Mainly searching and exporting. Exporting logs to S3 manually for debugging/post-mortem is harder than it needs to be - maybe this isn't a huge use-case, but we like to attach logs to tickets.
And searching is very limited. Yes, you can stream them to ElasticSearch => LogStash/Kibana, etc but that's extra steps, and I can do similar things completely without CloudWatch Logs, e.g. Sentry and SumoLogic integrate fine with Lambdas also.
I'm not hating on CloudWatch Logs, and alarms are good. It's just not a fully featured logging solution, and it sounds like you agree with that?
I agree you need more tools around it to make it a full logging solution. Doing data visualization is more or less impossible without extra tools.
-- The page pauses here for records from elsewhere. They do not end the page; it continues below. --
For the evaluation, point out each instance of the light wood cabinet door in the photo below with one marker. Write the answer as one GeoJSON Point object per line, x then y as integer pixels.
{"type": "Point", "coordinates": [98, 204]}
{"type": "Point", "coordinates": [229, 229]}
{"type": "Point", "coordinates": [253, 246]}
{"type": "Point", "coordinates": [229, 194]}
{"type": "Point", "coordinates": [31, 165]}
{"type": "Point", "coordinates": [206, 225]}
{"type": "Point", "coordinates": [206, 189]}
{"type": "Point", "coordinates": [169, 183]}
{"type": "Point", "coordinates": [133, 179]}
But I've overall liked it.
Search is powerful enough to do something like say, "get me all messages with this trace GUID" and S3 exports can be automated[1] and you could probably use the "task-name" to associate with your ticketing system.
I was considering Kinesis but my use case (multiple small apps not running on AWS sending medium-sized messages a few times per user session) values simple components and keeping the long-term maintenance effort to the minimum.
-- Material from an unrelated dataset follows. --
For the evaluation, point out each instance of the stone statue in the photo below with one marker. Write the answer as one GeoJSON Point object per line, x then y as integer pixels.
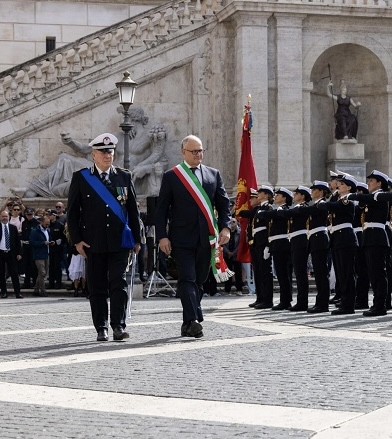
{"type": "Point", "coordinates": [346, 122]}
{"type": "Point", "coordinates": [148, 160]}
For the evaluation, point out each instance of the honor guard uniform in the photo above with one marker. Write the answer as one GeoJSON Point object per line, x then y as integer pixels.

I'm not sure what your understanding of Kinesis Firehose is but, in this situation it would literally remove some moving parts, it would not add complexity. Also potentially cheaper than SQS anyway.
Kinesis works well for low volume, and isn't any more or less complicated than SQS. You should give it a try, it will certainly make some things simpler
Even though it'd work, kinesis would probably not fit this use case very well (sporadic/low volume logging), since you have to pay every hour, whether you're using it (or barely using it) or not.
Firehose would work, though... no per-hour charges.
Cool idea. I love that you're very clear where this makes sense and where it doesn't. For higher volume logs files I'd definitely consider something like kinesis agent: https://github.com/awslabs/amazon-kinesis-agent
But for lower volume logging this seems like a cost effective solution, and then you can use Athena or EMR to further process or analyze the logs. I didn't see any partitioning of the logs by date--that might be a nice enhancement (unless I missed it).
Yes if the goal is to archive stuff, event per event I'd use cloudwatch logs. You can create the stream you want in order to log to it.
It's probably cheaper but lambdas and s3 are equally dirt cheap so hey why not.
Edit: Two possibilities here. Either the choice of technology is deliberate and there's a reason I can't quite figure out, or AWS has reached that state where they do so much it's really really hard for people to know what service to use for each problem.
Which actually makes me wonder what am I doing right now that could be done easily using a pre-baked AWS solution?
I teach some AWS courses and that's something I always bring up: if you have a system you are thinking of building it always makes sense to see if AWS has a prebaked solution and evaluate it. The solution may not meet your needs but is likely to be available at a price/performance ratio (especially considering fully weighted operational costs) that will make it compelling if it does meet the requirements.
No, you can use cloudwatch anywhere you can install the AWS CLI—-including non AWS assets. Just point the log monitor at a file or folder with the right CLI commands and you can suck up logs in real time into cloudwatch.